SPATIOTEMPORAL OF CARBON DIOXIDE AND METHANE OBSERVATION OVER SYRIA USING AIRS/AQUA DURING 2003-2016
European Journal of Molecular & Clinical Medicine,
2020, Volume 7, Issue 8, Pages 5450-5458
Abstract- Greenhouse gases (GHG) are those gases that enter into the atmosphere in small proportions and cause global warming. The increase in concentration of greenhouse gases such as methane, carbon dioxide, ozone and nitrogen oxide has led to an increase in the surface earth temperature. Carbon dioxide and methane are among the dominant greenhouse gases and a major cause of climate change around the world. The concentration of carbon dioxide and methane has increased since the advent of the Industrial Revolution, in particular as a result of burning fossil fuels. Observation of carbon dioxide and methane concentrations over Syria, which obtained from Atmospheric Infrared Sounder (AIRS) during 2003-2016 show a clear annual increase. The time series and time averaged maps were obtained to clarify the spatiotemporal of CO2 and CH4 concentration over Syria during 2003-2016. The results show considerable increase in concentration of carbon dioxide and methane.

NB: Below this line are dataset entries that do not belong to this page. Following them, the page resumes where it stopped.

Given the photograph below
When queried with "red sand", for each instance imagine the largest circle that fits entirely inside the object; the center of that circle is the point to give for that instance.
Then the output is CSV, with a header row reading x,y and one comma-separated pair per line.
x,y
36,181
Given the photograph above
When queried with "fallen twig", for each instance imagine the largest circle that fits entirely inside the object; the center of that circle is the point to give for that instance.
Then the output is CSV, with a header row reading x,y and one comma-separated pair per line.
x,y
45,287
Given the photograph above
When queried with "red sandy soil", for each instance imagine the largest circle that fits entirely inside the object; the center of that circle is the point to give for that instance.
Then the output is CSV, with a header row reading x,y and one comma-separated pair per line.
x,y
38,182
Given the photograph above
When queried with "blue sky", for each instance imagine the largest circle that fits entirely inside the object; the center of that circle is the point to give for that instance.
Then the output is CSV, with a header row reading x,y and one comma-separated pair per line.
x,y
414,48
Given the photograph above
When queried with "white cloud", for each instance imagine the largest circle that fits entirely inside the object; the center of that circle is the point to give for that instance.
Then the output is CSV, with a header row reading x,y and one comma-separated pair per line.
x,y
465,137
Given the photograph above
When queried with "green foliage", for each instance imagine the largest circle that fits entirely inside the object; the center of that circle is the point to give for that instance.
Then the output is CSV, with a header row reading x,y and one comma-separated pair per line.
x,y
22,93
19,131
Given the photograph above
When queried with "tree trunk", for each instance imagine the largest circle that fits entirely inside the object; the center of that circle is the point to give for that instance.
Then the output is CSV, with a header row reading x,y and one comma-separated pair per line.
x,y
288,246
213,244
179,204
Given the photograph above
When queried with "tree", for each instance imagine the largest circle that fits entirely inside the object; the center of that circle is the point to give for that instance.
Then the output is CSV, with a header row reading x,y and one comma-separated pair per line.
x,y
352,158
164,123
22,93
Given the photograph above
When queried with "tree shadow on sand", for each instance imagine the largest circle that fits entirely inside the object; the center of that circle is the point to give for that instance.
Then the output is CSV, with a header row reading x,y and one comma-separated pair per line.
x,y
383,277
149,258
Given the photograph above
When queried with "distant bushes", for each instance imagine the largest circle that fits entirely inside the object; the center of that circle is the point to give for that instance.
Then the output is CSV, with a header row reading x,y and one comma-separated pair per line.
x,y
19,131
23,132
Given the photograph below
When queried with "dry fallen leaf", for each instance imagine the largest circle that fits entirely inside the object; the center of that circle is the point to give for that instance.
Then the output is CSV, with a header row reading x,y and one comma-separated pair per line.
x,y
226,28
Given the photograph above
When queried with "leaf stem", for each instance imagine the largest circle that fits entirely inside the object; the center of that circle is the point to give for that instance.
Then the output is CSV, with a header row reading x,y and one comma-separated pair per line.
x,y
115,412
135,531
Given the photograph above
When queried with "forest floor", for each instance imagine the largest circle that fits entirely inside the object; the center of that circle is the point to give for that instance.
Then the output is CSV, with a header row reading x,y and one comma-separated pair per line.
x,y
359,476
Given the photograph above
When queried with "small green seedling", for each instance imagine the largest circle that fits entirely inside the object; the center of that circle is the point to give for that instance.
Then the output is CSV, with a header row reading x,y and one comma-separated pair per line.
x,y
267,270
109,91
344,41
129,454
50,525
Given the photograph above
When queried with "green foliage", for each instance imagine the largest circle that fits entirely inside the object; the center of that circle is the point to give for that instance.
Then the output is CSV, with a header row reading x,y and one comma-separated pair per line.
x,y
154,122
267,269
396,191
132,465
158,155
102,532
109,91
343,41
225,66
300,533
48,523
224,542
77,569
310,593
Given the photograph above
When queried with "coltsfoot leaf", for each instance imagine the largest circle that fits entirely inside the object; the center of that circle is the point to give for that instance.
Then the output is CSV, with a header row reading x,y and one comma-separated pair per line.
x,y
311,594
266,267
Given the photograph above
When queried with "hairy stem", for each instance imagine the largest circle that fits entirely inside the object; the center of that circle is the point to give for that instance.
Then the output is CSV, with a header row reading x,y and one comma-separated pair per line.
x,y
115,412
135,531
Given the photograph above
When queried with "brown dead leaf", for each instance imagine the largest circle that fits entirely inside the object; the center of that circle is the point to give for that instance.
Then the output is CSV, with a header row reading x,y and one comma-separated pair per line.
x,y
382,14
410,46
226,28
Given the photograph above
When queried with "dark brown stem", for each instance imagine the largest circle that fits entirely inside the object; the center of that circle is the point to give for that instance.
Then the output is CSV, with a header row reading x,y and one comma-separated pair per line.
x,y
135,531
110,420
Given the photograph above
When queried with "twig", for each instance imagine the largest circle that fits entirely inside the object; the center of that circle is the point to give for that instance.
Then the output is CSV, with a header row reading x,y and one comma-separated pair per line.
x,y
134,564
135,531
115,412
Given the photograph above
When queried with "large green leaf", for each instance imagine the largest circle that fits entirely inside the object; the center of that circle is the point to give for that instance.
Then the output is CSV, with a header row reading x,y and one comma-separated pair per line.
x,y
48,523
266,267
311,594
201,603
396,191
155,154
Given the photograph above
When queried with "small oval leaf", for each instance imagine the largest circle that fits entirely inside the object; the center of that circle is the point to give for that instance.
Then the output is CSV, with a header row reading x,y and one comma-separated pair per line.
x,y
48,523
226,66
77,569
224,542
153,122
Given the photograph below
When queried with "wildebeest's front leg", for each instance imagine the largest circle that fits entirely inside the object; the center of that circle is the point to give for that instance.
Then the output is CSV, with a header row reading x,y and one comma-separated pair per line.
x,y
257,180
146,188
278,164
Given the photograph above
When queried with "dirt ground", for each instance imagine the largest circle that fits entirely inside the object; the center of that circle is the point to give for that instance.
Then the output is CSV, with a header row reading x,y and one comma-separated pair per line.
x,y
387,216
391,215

The concentration of carbon dioxide increased from the value 375.3 (ppm) in 2003 to the value 404.3 (ppm) in 2016, while the concentration of methane gas increased from the value 1827.60 (ppbv) to 1922.26 (ppbv) in the same period. The apparent increase in the concentration of these gases adversely affects human health, as it leads to an increase in the heart rate or sometimes stops it. In addition, the increased concentration of carbon dioxide and methane lead to great damage to agricultural crops.